Comments anchored to the words.

Select a passage, drop a comment, and it pins to that exact span in yellow. Muse is told about it and replies in the thread. Keep typing inside the highlight and the note rides along with the sentence instead of drifting off it. You resolve threads. Muse never quietly closes one on you.

a thread in the margin

Mara climbed the cliff path anyway, her lantern throwing shapes across the wet rock.

You

Too sudden a jump to Mara?

Muse

One more beat of dread on the cliff first, then she earns the entrance.

04 — Provenance

Every line remembers who wrote it.

You and Muse commit as different authors to a real git history behind the scenes. So months later you can see, line by line, which words were yours and which came from the collaboration, and roll back either one. No lock-in, no black box. It’s your text, versioned.

git blame chapter-one.md
Writer  The lighthouse had been dark for
Muse    the better part of a decade, and
Writer  no one in the village could say why.
Writer  Mara climbed the cliff path anyway,

Who it's for

Made for the long haul.

Margin earns its keep on work you live inside for weeks, where continuity and voice and revision matter more than a one-shot answer.

Fiction

Muse holds your story bible: characters, timeline, the rules of your world. It flags when a draft drifts from them, suggests lines in your voice rather than some house style, and remembers what you established three chapters ago.

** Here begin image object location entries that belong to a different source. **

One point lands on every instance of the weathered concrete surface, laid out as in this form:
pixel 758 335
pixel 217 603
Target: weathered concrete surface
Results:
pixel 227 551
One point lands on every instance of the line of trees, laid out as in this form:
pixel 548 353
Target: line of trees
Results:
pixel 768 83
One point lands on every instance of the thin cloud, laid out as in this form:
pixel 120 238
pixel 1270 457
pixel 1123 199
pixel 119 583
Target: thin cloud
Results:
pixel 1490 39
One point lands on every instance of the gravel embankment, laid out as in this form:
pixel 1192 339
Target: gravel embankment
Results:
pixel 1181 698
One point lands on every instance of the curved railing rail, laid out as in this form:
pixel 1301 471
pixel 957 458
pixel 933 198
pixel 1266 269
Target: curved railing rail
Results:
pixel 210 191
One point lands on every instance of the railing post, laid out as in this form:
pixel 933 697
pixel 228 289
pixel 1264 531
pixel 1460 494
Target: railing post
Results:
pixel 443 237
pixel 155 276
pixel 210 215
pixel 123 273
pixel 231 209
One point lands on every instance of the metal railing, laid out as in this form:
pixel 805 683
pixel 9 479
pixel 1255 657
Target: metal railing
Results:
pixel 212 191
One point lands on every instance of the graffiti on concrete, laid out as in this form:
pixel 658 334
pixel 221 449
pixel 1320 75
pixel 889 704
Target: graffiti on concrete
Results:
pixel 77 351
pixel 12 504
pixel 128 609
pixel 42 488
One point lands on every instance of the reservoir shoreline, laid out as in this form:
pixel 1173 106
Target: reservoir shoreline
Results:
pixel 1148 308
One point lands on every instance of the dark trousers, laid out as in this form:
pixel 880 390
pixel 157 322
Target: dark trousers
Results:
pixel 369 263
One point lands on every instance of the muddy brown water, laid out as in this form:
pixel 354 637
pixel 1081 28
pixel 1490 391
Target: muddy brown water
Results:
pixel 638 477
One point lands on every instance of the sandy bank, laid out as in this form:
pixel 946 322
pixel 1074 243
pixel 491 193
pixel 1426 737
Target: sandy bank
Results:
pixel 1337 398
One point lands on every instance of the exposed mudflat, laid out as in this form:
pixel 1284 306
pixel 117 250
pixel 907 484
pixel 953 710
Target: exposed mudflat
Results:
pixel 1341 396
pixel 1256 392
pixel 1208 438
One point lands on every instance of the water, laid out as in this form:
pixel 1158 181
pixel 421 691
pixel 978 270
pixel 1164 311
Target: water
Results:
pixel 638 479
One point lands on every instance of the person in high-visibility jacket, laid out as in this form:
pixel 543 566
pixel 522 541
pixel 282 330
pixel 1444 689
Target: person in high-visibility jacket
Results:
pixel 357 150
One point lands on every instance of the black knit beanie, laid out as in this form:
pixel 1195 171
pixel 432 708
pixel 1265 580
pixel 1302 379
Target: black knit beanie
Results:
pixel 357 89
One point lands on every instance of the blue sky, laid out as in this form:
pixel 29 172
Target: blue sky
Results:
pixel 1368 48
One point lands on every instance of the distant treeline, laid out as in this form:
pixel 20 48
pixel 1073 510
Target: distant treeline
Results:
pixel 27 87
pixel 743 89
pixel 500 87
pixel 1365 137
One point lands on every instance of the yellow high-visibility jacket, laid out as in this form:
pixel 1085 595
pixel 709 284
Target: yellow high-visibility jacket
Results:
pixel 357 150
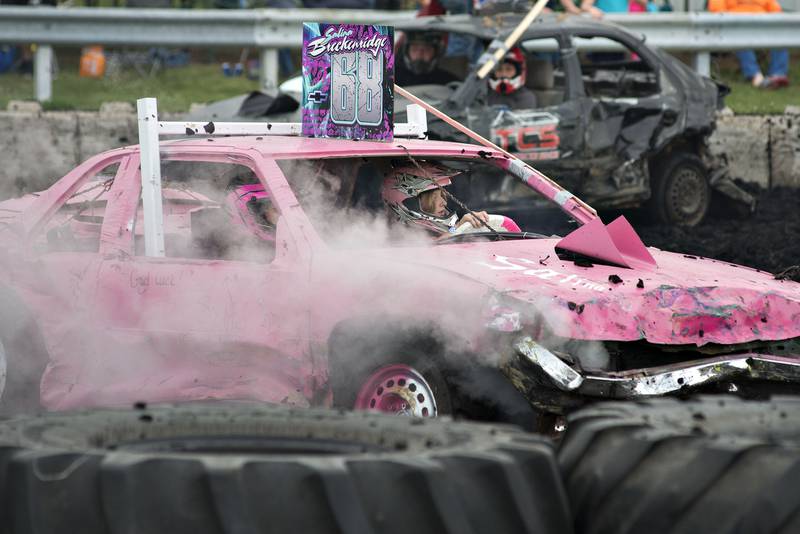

novels · short stories · scripts

Non-fiction

Point Muse at your notes and sources as background reading. It keeps your argument honest across a long manuscript, catches the claim you contradicted forty pages back, and flags where a section needs a citation. It won't rewrite your thinking.

books · essays · reports

Blog posts

Draft fast, then hand it to Muse for the tightening pass: a sharper hook, a killed cliché, a paragraph that finally lands. You see every proposed cut before it happens, so the published voice stays unmistakably yours.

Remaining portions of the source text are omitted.